Ecology, Energy, EU – Baltic States, Legislation

International Internet Magazine. Baltic States news & analytics Thursday, 28.03.2024, 18:55

Poland: stricter European carbon goal depends on global action

Petras Vaida, BC, Vilnius, 01.02.2012.Print version
A potential European Union move to a stricter emissions-reduction goal is conditional on efforts by non-EU nations to cut greenhouse gases, a Polish government official was quoted as saying by Bloomberg.

Poland maintains its position that the EU agreed to lower pollution by 20% by 2020 from 1990 levels and that deepening the goal to 30% "is conditional on comparable moves by other countries," said Zbigniew Kamienski, deputy director at the economic development department of Poland's Economy Ministry, writes LETA.

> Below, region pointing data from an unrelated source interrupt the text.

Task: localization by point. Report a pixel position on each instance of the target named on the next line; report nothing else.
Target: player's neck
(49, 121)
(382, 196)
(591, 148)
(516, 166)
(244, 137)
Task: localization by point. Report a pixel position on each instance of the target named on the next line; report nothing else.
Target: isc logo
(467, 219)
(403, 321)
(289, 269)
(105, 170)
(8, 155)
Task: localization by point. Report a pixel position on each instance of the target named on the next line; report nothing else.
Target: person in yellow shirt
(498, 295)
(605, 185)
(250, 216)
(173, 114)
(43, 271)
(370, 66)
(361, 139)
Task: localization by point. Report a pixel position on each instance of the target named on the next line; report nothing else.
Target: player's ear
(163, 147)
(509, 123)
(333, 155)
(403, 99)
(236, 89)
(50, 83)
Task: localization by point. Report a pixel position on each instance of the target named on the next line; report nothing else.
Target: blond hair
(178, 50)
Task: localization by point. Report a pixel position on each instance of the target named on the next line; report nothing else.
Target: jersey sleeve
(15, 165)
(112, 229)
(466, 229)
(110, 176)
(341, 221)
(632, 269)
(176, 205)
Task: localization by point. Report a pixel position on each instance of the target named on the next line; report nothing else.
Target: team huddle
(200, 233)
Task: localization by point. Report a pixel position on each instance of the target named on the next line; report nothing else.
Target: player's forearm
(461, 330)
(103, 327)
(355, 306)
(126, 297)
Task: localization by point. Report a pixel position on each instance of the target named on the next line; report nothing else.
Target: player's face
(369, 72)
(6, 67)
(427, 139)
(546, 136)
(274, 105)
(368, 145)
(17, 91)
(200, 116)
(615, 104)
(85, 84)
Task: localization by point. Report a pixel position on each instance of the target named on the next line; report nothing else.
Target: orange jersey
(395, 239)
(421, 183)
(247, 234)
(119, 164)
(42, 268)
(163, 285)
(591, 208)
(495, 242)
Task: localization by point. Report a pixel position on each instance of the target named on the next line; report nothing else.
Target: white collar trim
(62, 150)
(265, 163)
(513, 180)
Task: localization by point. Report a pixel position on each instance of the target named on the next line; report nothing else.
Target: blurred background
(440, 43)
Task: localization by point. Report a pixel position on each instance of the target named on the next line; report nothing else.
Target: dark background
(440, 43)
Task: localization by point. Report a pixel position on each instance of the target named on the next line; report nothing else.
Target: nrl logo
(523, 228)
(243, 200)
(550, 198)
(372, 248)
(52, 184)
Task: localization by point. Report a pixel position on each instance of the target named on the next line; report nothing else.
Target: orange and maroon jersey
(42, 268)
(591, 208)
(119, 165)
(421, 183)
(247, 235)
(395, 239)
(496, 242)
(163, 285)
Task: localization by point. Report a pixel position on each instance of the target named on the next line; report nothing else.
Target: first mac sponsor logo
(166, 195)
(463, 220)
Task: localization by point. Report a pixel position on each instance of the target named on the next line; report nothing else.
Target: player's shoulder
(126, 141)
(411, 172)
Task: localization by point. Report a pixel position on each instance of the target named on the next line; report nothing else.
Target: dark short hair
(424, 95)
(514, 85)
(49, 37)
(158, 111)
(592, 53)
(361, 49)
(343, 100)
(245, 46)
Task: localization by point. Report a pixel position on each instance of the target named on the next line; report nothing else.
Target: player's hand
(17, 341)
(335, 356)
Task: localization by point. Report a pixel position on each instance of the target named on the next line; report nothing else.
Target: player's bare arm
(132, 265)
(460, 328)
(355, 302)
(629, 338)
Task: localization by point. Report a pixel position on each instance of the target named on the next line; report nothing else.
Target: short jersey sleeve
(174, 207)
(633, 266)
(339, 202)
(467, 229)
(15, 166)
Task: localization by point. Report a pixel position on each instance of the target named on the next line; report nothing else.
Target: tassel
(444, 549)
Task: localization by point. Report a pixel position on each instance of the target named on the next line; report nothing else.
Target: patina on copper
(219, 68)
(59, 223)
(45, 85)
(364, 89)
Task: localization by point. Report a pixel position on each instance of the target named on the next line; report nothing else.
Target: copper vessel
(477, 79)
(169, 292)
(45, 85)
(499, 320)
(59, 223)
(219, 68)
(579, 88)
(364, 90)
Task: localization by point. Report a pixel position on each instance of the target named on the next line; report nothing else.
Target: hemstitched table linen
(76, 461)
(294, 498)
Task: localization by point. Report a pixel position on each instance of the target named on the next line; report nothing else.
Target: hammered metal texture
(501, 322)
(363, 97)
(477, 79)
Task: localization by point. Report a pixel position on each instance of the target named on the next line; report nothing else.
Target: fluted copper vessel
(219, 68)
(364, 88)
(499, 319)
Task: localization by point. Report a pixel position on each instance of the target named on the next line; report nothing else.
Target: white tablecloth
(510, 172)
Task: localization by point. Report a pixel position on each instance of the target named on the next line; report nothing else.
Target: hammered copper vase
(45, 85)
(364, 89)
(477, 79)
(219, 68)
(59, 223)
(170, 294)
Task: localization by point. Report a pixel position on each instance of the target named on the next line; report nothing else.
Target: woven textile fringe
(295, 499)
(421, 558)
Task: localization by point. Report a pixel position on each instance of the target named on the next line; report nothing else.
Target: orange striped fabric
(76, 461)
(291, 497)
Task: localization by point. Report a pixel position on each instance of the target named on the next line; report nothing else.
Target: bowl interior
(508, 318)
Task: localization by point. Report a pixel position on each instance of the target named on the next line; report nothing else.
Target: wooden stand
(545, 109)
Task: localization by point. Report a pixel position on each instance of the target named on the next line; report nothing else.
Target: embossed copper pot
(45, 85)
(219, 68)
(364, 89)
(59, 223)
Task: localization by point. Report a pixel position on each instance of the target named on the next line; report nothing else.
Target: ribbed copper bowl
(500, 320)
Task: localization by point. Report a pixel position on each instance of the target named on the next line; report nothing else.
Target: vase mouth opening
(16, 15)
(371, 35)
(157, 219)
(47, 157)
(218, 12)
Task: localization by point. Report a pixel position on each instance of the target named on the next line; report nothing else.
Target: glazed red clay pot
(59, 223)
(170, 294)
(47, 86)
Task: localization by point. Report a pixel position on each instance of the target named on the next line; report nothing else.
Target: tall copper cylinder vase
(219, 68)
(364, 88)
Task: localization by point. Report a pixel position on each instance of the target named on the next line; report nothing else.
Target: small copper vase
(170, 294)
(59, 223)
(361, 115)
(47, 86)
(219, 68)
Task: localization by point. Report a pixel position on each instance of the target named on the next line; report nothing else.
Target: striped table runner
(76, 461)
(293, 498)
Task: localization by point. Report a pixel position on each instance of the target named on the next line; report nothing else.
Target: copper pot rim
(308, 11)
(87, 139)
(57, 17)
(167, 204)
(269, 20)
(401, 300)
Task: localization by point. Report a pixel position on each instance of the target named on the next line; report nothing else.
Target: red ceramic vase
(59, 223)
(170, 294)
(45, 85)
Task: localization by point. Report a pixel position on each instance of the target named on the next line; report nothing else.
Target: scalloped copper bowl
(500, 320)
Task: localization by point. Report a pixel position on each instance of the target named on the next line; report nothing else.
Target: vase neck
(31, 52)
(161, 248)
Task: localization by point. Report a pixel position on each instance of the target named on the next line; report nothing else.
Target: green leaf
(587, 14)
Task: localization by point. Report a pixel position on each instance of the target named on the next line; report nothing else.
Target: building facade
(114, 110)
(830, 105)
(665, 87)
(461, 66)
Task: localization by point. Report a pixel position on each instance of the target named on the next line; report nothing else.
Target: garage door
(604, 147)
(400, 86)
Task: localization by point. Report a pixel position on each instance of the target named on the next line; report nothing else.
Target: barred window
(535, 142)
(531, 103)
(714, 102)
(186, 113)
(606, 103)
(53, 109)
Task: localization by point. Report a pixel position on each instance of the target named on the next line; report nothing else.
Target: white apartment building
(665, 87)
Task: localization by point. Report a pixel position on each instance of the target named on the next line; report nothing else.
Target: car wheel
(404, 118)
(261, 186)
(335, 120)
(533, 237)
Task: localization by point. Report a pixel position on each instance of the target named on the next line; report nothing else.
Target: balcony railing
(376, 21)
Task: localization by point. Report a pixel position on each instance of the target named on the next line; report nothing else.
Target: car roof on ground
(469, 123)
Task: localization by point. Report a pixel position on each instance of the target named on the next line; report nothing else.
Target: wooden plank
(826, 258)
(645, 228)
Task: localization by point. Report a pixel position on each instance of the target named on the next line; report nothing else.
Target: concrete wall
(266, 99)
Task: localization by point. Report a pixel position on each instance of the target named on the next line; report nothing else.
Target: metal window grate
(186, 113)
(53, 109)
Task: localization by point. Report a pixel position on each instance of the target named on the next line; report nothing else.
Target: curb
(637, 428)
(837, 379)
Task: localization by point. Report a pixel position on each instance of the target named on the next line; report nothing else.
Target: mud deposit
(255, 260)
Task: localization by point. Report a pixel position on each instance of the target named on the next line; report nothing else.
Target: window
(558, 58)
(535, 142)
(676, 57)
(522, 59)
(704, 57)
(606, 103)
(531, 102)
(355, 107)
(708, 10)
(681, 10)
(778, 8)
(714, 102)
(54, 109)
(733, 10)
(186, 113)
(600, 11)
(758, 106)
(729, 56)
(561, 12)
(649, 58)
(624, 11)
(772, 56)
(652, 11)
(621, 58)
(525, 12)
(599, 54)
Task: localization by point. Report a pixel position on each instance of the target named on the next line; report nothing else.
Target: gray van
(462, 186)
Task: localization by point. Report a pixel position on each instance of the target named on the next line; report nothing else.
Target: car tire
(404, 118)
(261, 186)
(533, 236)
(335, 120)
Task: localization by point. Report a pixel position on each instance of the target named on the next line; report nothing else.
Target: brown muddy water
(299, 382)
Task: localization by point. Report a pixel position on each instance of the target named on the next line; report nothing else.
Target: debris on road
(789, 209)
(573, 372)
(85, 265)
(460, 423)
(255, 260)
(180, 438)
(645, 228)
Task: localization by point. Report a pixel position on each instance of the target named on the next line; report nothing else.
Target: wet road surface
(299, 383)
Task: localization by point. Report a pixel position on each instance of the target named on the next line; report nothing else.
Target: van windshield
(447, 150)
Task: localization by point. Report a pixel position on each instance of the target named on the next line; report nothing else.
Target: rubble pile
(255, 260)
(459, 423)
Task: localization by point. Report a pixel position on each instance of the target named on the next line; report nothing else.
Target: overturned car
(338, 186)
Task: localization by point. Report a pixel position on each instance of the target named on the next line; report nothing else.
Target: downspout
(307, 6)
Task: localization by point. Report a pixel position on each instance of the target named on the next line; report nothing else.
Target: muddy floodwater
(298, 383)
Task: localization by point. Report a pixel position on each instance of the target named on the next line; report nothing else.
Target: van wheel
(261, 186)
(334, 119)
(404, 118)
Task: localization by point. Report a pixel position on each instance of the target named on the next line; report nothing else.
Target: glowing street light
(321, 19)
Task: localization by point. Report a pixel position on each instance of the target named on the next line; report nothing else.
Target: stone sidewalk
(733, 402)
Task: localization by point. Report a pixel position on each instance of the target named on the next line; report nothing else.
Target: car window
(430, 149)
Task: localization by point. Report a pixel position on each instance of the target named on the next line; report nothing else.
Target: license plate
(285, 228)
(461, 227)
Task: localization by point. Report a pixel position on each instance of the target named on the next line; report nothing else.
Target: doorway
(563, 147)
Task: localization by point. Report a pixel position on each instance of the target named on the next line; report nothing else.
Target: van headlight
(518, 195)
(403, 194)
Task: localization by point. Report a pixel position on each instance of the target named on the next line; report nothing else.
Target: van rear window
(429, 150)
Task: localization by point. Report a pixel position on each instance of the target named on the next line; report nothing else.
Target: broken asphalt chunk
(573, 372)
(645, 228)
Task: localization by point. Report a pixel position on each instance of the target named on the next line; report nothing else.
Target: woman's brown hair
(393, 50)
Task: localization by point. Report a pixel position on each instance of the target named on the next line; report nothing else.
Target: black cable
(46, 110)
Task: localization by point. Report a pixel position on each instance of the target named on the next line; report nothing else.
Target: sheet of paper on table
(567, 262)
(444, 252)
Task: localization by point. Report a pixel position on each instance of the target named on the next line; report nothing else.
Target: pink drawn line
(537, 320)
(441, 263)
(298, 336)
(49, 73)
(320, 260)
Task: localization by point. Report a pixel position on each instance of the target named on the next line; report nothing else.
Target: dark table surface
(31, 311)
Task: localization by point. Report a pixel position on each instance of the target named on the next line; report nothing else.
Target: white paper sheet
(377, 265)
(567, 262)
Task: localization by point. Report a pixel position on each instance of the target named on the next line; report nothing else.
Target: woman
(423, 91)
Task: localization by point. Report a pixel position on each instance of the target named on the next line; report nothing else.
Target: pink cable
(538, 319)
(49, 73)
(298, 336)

"As we know, this is not the case now," he said in an interview in Warsaw today during a climate conference.

The costs of tightening the EU's carbon-reduction target are less than previously estimated, an analysis by the European Commission, the bloc's regulatory arm, showed yesterday. A 30% goal would involve cutting greenhouse gases by 25% domestically and using imported emissions-reduction credits to account for the remaining 5%.

The analysis, requested by governments, came as environmental lobbies and companies including Royal Dutch Shell (RDSA) Plc urge the EU to adopt a more ambitious climate goal and curb the supply of allowances in the EU emissions-trading system, the world’s largest, after prices slumped to a four-year low last year.

EU environment ministers are due to discuss the analysis when they next meet on March 9.

"We have a lot of doubts concerning the cost analysis presented by the European Commission as we have no access to the analytical model, which is protected by copyright," Kamienski said.

Member states remain divided on whether to raise the stringency of the EU's climate policies, a step that would cost the bloc a total of 70 billion euros, according to the analysis.

The cost of moving to a 30% emissions-reduction target in 2020 would range from ten euros per capita in the Czech Republic to 136 euros in Luxembourg, according to the EU document. Four out of 27 nations in the bloc, Estonia, Latvia, Bulgaria and Romania, may make a profit of 7 euros to 54 euros per capita, it showed.

While western European countries have voiced support for tighter pollution caps on companies, eastern nations, led by Poland, have in previous years tended to favor a more cautious approach and said a more ambitious target could hurt their economic competitiveness.

The commission analysis is in the form of a strategy paper to be presented to member states for consideration and does not constitute a legislative proposal. Denmark, which holds the bloc's rotating presidency, vowed to stimulate a debate on the EU long-term carbon goals at the March meeting of environment ministers.

"We can't treat it as economically beneficial while yesterday's analysis raises a lot of doubts," Kamienski said.